In this report Mr. Moulder renewed several of the recommendations of his previous report; recommended the establishment of a State Normal School; the organization of State and County Boards for examining teachers; the increase of the maximum county school tax to twenty-five cents on a hundred dollars; an appropriation for paying the expenses of State Institutes; an appropriation for traveling expenses to enable the State Superintendent to deliver lectures and visit schools. throughout the State; that the Township School Funds should be consolidated into one common fund, which question he argued conclusively, supporting his position by letters from Land Commissioners at Washington, and from various State Superintendents, and concluded by an elaborate argument in favor of a Military Institute to be established at Monterey.

21. SCHOOL LEGISLATION, 1860.

Several important amendments were made to the school law by the Legislature of 1860. The maximum rate of county school tax was raised from ten cents to twenty-five cents on a hundred dollars; the State Superintendent was authorized to hold a State Teachers' Institute annually, and an appropriation of $3000 was made for payment of expenses; the State Superintendent was authorized to appoint a State Board of Examination, with power to grant State teachers' certificates, valid for two years, and the School Funds of any one year were required to be used exclusively for that year; County Superintendents were authorized to appoint County Boards of Examination, consisting exclusively of teachers, with power to grant teachers' certificates, valid for one year; the State Board of Education was authorized to adopt a State series of text-books, and to compel their adoption, under penalty of forfeiting the public school moneys, to go into effect in November, 1861; and an appropriation of $30,000 made for building a State Reform School at Marysville.

22. TENTH ANNUAL SCHOOL REPORT, 1860.

This report opened as follows:

It is apparent, from an inspection of these statistics, that the amount contributed by the State to the cause of education is wretchedly insufficient. It is a pittance almost beneath contempt. It amounts to about one dollar and forty cents per annum for the education of each schoolable child in the State.

With all the aid derived from local taxes, rate bills, and private subscription, it pays only an average of sixty-six dollars and seventytwo cents per month to each teacher in the State.

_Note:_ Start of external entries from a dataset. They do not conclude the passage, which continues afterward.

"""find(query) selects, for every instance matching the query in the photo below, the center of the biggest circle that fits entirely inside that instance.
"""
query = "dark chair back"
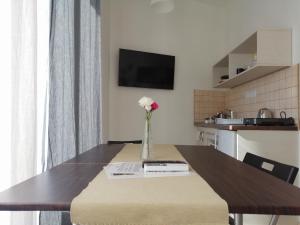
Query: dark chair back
(125, 142)
(282, 171)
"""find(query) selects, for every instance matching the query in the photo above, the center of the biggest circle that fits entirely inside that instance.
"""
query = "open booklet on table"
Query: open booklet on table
(121, 170)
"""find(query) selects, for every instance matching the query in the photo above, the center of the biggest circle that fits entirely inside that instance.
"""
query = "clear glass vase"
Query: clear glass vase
(147, 147)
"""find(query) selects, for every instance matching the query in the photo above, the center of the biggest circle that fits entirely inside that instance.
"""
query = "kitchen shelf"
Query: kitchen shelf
(250, 74)
(264, 52)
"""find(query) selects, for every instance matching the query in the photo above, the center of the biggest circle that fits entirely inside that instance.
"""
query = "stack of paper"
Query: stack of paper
(121, 170)
(165, 166)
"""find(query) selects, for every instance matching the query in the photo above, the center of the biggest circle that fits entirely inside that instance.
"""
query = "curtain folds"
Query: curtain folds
(74, 83)
(29, 73)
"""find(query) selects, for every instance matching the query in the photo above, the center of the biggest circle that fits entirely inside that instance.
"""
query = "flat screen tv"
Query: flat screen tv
(147, 70)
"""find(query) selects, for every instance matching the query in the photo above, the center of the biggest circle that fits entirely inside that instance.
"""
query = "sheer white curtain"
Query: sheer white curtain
(23, 91)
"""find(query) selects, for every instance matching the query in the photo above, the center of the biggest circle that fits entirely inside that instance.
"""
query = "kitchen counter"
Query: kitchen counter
(244, 127)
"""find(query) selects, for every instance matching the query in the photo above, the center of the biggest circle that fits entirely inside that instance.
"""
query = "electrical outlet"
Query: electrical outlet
(250, 94)
(198, 135)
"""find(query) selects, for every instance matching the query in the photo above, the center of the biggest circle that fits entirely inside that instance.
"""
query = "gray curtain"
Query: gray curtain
(74, 99)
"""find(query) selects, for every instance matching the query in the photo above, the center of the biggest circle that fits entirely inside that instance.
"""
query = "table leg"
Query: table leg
(238, 219)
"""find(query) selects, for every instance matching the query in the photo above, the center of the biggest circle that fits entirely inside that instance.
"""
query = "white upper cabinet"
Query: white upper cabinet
(264, 52)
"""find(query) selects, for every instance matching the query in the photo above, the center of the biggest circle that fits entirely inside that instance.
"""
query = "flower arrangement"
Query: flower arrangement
(149, 105)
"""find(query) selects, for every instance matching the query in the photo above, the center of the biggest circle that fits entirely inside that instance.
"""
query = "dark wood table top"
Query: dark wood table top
(245, 189)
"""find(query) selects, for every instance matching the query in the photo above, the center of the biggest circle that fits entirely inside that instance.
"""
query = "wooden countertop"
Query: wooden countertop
(244, 127)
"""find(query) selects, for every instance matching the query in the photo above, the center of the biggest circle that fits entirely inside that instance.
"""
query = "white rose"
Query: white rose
(146, 102)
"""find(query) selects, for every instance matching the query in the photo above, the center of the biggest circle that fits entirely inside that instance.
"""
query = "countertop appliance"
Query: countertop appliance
(264, 113)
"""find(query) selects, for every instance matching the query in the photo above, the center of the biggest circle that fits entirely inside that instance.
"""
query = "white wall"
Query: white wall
(194, 33)
(246, 16)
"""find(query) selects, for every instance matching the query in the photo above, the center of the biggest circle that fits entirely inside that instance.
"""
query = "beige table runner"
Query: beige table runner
(186, 200)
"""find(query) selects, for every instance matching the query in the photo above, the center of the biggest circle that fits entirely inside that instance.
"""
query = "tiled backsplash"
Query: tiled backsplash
(277, 91)
(207, 103)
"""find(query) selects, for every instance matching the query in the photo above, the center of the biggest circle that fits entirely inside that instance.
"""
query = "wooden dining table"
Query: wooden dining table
(245, 189)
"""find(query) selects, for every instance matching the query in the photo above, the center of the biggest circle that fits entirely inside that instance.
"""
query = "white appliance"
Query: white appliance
(226, 142)
(222, 140)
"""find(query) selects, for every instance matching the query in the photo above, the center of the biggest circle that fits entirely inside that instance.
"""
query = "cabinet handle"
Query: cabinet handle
(201, 136)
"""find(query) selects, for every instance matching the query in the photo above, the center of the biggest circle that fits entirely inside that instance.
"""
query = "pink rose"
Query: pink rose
(154, 106)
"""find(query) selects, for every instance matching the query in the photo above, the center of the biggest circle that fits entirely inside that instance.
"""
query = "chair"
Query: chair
(65, 218)
(125, 142)
(282, 171)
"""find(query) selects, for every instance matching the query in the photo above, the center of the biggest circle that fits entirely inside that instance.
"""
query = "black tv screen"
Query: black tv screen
(147, 70)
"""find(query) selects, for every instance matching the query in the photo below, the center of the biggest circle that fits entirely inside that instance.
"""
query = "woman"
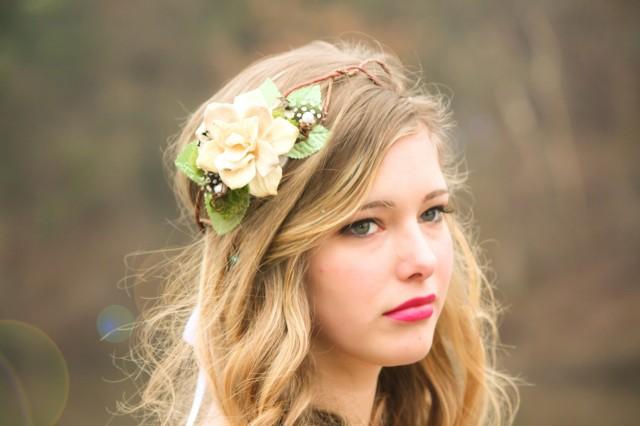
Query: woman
(332, 282)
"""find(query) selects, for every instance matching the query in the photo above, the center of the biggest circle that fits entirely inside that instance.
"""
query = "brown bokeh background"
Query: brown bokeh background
(547, 99)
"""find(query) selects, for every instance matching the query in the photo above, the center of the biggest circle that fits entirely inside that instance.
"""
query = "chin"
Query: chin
(405, 354)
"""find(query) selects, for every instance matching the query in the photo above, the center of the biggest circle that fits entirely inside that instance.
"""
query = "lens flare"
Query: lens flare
(34, 378)
(115, 323)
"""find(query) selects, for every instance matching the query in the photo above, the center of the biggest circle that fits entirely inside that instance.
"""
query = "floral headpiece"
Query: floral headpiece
(240, 148)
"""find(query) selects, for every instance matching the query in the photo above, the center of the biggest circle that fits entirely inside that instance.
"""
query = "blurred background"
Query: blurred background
(546, 95)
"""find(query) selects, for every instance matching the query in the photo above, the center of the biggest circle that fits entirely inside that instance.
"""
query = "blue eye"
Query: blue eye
(365, 227)
(435, 214)
(360, 228)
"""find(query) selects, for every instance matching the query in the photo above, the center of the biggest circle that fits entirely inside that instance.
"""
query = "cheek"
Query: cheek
(342, 291)
(445, 264)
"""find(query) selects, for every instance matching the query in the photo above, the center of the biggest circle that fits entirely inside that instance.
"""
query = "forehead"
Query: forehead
(412, 161)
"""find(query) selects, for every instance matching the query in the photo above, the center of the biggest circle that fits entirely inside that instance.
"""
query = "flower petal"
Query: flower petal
(268, 185)
(208, 152)
(281, 135)
(236, 174)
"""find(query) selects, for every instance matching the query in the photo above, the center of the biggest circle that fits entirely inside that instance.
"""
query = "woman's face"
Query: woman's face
(397, 249)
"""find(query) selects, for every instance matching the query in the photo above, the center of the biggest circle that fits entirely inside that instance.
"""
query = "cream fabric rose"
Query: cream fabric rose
(242, 142)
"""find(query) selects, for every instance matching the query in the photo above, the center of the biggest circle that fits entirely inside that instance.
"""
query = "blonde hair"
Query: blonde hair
(255, 319)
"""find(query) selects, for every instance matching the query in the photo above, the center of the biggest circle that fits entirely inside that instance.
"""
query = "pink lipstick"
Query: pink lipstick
(414, 309)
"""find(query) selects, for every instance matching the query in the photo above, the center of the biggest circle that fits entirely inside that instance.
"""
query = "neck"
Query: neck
(345, 386)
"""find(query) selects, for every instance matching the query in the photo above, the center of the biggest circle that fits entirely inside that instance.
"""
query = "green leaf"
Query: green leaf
(316, 140)
(308, 95)
(186, 163)
(227, 212)
(270, 93)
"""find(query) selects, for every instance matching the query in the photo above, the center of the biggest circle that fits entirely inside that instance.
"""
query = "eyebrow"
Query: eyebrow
(390, 204)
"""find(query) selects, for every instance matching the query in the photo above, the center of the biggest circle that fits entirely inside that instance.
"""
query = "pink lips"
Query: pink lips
(413, 309)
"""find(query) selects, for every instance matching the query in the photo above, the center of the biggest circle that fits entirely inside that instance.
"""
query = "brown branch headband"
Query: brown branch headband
(296, 118)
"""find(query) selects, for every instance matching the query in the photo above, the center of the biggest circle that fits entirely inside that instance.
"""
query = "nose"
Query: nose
(416, 259)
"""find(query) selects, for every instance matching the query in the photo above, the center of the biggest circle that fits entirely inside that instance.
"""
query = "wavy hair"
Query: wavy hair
(255, 318)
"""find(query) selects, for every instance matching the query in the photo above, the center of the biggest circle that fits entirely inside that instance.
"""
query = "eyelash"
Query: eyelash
(442, 209)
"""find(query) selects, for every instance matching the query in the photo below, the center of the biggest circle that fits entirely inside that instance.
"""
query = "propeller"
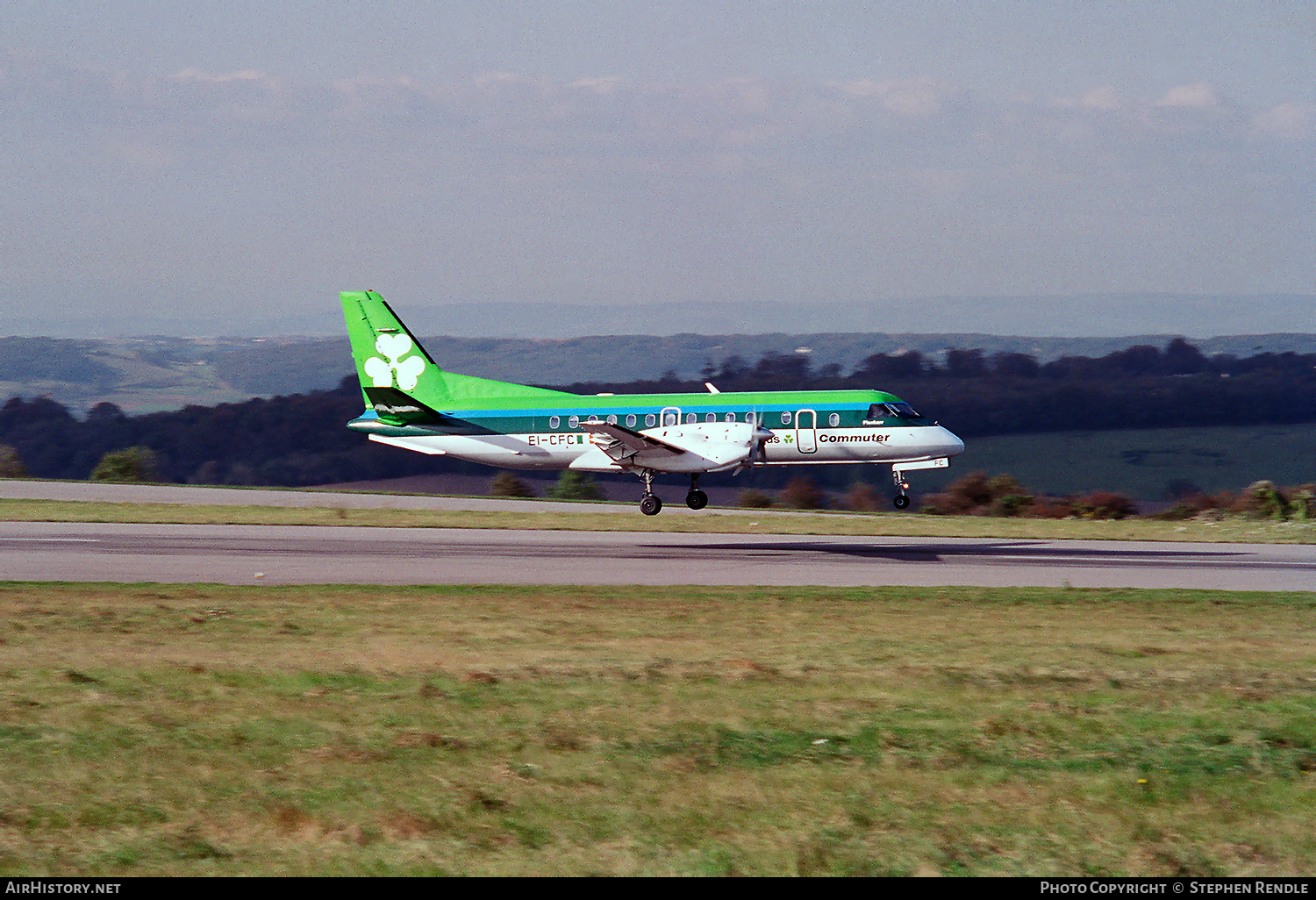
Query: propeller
(758, 439)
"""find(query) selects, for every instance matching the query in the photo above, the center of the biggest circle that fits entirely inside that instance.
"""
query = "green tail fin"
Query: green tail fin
(394, 368)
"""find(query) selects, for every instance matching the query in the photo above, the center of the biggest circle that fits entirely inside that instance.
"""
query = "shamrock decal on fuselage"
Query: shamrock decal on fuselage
(392, 347)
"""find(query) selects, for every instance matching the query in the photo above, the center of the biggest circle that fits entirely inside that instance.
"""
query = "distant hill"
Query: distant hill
(168, 373)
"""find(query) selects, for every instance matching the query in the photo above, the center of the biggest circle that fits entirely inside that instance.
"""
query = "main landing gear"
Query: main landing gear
(650, 504)
(695, 499)
(902, 499)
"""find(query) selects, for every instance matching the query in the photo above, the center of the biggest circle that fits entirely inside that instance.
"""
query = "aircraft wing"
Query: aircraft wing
(626, 444)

A first-class bootblack obtains almost as much.

I am almost disposed to believe that no teacher at all is better than an ignorant or unlettered one; but how can we expect to secure the services of highly educated and accomplished teachers for the pittance of sixty-six dollars and seventy-two cents per month?

He further urged a State Normal School, and a direct State appropriation for common schools; again argued in favor of consolidating Township Funds, and closed by stating that he had already exhausted argument in favor of a Military Institute.